5237 sayılı Türk Ceza Kanunu’nun 7. maddesinde yer alan “işlendiği zaman yürürlükte bulunan kanuna göre suç sayılmayan bir fiilden dolayı kimseye ceza verilemez ve güvenlik tedbiri uygulanamaz. İşlendikten sonra yürürlüğe giren kanuna göre suç sayılmayan bir fiilden dolayı da kimse cezalandırılamaz ve hakkında güvenlik tedbiri uygulanamaz. Böyle bir ceza veya güvenlik tedbiri hükmolunmuşsa infazı ve kanuni neticeleri kendiliğinden kalkar. Suçun işlendiği zaman yürürlükte bulunan kanun ile sonradan yürürlüğe giren kanunların hükümleri farklı ise, failin lehine olan kanun uygulanır ve infaz olunur.” yolundaki hüküm failin lehine olan kanunun uygulanması ilkesini düzenlemektedir.
Ceza hukuku kökenli bir ilke olan lehe olan hükmün uygulanması ilkesi, işlendiği zamanın hukuki normları uyarınca suç sayılan bir fiil, sonradan yürürlüğe giren bir düzenleme ile suç olmaktan çıkarılmış bulunuyorsa veya sonradan yürürlüğe giren düzenleme, suçun işlendiği zaman mevcut olan düzenlemeye göre suçlunun lehine ise, sonraki normun daha önce işlenmiş olan fillere de uygulanmasını öngörmektedir.

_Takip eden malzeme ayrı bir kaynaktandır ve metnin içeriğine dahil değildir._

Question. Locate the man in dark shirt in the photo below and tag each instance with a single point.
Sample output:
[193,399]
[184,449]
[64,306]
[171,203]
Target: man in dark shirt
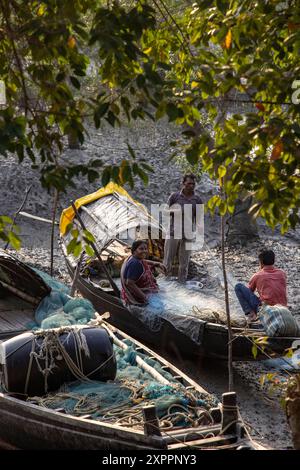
[178,241]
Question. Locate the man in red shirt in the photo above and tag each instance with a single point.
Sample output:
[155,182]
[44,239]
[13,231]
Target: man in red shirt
[269,282]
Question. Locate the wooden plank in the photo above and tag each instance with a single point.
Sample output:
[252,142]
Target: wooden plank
[6,326]
[207,442]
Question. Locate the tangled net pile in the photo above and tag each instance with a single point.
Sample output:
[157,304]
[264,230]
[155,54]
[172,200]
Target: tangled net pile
[121,402]
[59,309]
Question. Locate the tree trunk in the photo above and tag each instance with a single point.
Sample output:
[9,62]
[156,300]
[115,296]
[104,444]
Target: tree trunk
[241,226]
[73,141]
[293,409]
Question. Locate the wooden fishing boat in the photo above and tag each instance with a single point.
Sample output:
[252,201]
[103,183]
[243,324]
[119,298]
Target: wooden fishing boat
[25,425]
[109,214]
[21,290]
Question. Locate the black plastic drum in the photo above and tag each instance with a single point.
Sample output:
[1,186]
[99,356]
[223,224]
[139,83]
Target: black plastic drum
[23,372]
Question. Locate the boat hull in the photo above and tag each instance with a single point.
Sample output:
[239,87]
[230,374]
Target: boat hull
[213,343]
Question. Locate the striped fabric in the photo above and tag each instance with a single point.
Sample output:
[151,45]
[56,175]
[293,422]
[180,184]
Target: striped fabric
[277,320]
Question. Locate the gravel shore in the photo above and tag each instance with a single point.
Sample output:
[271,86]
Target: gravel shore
[262,413]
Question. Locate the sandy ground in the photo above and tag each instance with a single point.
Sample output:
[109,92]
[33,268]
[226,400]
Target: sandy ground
[263,414]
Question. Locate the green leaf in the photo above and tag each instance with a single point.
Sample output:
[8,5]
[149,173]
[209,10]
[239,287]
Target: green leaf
[90,237]
[192,155]
[221,171]
[89,250]
[75,82]
[77,249]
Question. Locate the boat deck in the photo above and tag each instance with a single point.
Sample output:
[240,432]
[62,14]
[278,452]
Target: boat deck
[15,314]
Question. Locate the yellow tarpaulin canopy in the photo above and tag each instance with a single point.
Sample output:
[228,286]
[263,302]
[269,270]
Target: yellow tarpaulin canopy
[68,214]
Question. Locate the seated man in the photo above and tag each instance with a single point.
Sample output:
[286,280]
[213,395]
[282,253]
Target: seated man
[137,278]
[270,284]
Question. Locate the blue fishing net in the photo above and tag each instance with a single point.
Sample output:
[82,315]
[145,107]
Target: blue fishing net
[122,401]
[59,309]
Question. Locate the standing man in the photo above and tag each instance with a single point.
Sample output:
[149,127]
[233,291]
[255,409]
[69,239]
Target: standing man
[177,203]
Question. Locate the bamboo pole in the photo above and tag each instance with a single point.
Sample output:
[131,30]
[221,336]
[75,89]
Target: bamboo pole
[112,282]
[19,210]
[76,275]
[56,195]
[230,335]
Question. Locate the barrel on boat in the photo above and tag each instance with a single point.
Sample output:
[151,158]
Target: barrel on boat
[36,364]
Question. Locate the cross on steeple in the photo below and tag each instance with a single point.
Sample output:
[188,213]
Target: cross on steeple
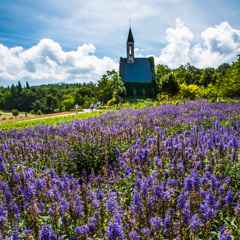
[130,47]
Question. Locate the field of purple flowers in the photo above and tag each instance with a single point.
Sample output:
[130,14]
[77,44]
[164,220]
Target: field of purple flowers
[168,172]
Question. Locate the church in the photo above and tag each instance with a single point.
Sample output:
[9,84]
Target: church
[137,73]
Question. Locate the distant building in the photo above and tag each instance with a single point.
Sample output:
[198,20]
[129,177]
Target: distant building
[137,73]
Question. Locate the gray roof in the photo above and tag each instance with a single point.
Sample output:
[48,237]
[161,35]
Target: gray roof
[130,37]
[139,71]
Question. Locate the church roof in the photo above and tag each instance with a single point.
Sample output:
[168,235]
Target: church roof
[139,71]
[130,37]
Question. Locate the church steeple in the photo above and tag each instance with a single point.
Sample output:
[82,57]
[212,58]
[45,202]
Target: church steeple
[130,47]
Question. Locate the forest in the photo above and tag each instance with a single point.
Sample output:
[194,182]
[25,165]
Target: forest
[185,82]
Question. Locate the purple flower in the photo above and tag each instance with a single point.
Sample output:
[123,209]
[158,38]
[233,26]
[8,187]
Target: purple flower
[115,231]
[195,223]
[46,233]
[133,235]
[229,198]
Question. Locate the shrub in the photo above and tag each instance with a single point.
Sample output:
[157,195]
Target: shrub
[39,112]
[112,102]
[15,112]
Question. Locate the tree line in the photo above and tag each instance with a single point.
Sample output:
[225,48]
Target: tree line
[55,98]
[187,81]
[190,82]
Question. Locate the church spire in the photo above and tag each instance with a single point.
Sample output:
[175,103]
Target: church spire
[130,47]
[130,37]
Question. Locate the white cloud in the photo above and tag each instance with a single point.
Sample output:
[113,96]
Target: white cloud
[220,44]
[47,61]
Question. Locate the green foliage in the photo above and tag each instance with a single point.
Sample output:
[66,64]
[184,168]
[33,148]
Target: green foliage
[8,100]
[68,104]
[191,91]
[15,112]
[140,89]
[231,82]
[38,105]
[168,85]
[112,102]
[39,112]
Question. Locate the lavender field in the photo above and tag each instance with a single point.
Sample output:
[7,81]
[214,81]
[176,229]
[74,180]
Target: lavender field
[167,172]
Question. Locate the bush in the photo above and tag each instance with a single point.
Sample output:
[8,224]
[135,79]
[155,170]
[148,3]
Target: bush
[39,112]
[112,102]
[15,112]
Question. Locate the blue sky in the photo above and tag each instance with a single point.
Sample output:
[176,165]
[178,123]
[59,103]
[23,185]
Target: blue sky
[50,41]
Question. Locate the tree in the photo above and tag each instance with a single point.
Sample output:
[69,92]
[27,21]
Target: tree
[231,82]
[217,78]
[49,99]
[8,101]
[168,85]
[27,98]
[110,86]
[116,84]
[68,104]
[207,77]
[15,112]
[38,105]
[27,85]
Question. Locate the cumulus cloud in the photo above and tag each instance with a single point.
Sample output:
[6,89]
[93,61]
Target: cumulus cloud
[48,62]
[219,44]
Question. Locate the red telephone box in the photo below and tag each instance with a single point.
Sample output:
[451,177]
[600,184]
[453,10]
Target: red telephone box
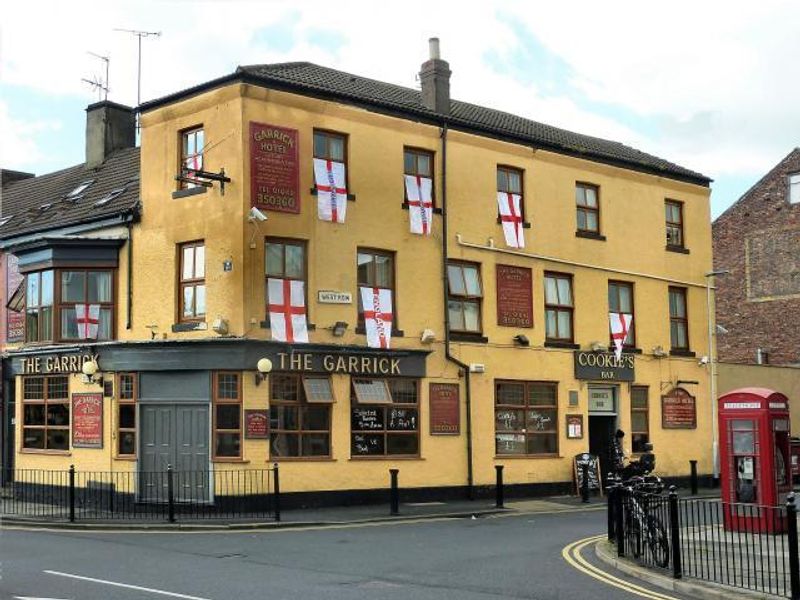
[755,467]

Bu anlamda, idari işlem niteliğindeki idari yaptırımın da tesis edildiği tarihte yürürlükte bulunan mevzuata göre yargısal denetiminin yapılması gerekmekte ise de, ilke olarak suç ve cezadan lehe olan normun uygulanması kuralının idari yaptırımlar yönünden de geçerli olduğunun kabulü gerekmektedir.